Project Description
CEPALCO is presently operating under a 50-year license that enables it to produce, purchase, transmit and distribute electricity in the Cagayan de Oro City area. In 1996 CEPALCO ranked fourth among the 20 private utilities in the Philippines in terms of electricity sales and revenues.
The project, to be implemented by CEPALCO, is to build and operate a 1 MW grid-connected solar photovoltaic (PV) power plant, which will be integrated into the CEPALCO electric distribution network in the city of Cagayan de Oro, on the island of Mindanao in the Philippines. The PV plant will operate in conjunction with the recently built 7 MW Bubunawan run-of-the-river hydroelectric power plant. The hydro plant will operate as a load follower, varying part of its output inversely with the output from the PV plant. The saved water will be stored in the hydro plant''s reservoir, to be utilized during peakload periods in which PV output is not available. This conjunctive operation will, within the capacity of the PV-Hydro system, reduce CEPALCO''s peakload demands which would need otherwise to be supplied from thermal sources.
The project''s main purpose is to act as a demonstration plant for proving the principle of conjunctive PV-hydro peak power generation. While a number of large-size, grid-connected PV power plants have been built in recent years, all of them are located in developed countries. None of them is operating conjunctively with a corresponding hydroelectric plant to augment peakload energy supplies. In this respect, the CEPALCO plant will be the first one of its kind.
The 1MW PV plant is expected to generate 1,100,000 kWh of clean electricity annually. This amount of electricity will displace about 1,500 barrels of fuel oil per year, reducing carbon dioxide emissions of about 800 tonnes per year. Apart from the global environmental benefit of reduced carbon dioxide emission, this project has additional local environmental benefits in terms of reduced emissions from diesel generation that would otherwise be used to generate the same amount of electricity. It will also support the further development of a global market for solar PV technology.
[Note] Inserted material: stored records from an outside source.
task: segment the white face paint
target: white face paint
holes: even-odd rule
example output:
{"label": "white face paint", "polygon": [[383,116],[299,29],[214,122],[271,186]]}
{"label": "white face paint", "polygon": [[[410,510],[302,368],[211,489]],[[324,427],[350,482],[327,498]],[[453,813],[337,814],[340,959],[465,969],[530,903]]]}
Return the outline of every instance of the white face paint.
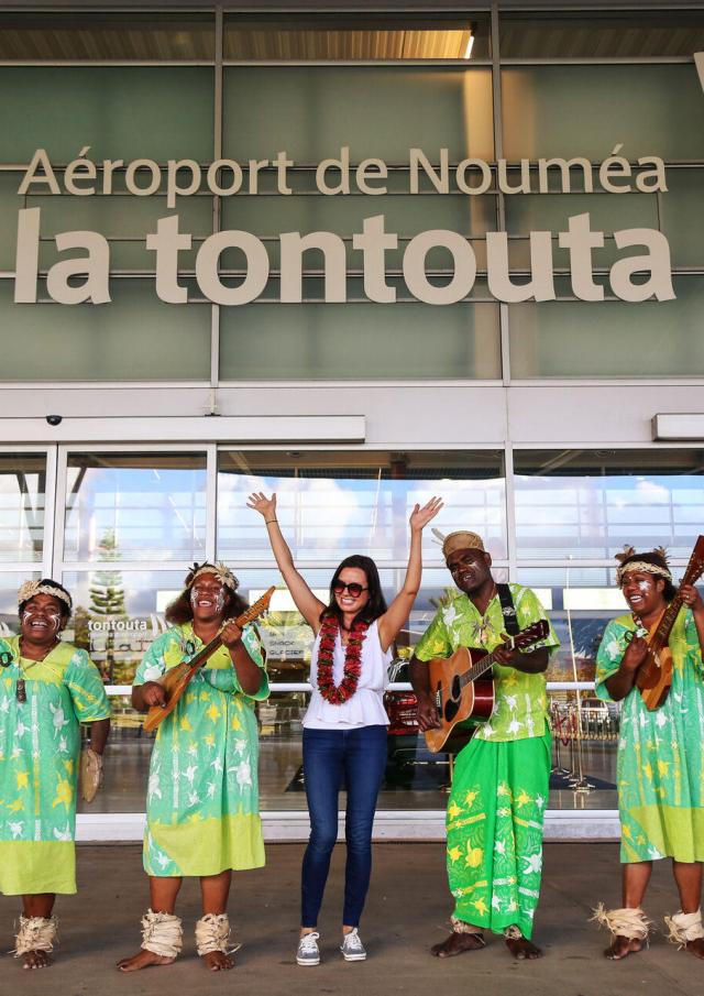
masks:
{"label": "white face paint", "polygon": [[200,587],[197,582],[190,589],[190,605],[195,611],[199,602],[211,601],[216,613],[222,612],[224,609],[224,585],[220,584],[216,590],[215,584],[204,584]]}
{"label": "white face paint", "polygon": [[[41,623],[45,622],[43,627]],[[50,633],[57,633],[62,625],[62,614],[54,610],[28,608],[22,613],[22,622],[33,630],[45,628]]]}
This demonstration project will improve the local distribution company''s technical competence in electricity generation from renewable sources and provide valuable know-how in the development and operation of clean energy distributed electricity generation. Projects of this type benefit the local population because their electricity needs are met through clean technologies which guarantee a clean environment for the local population.
The International Finance Corporation (IFC), acting as an executing agency on behalf of the International Bank for Reconstruction and Development (World Bank) in its capacity as an Implementing Agency of the Global Environment Facility (GEF), intends to finance up to US$4.0 million of the project costs from GEF resources. IFC considers that the purpose of the GEF funding is to promote a demonstration plant for grid-connected applications of PV power plants in the developing world and to demonstrate the principle of conjunctive PV-hydro peak power generation.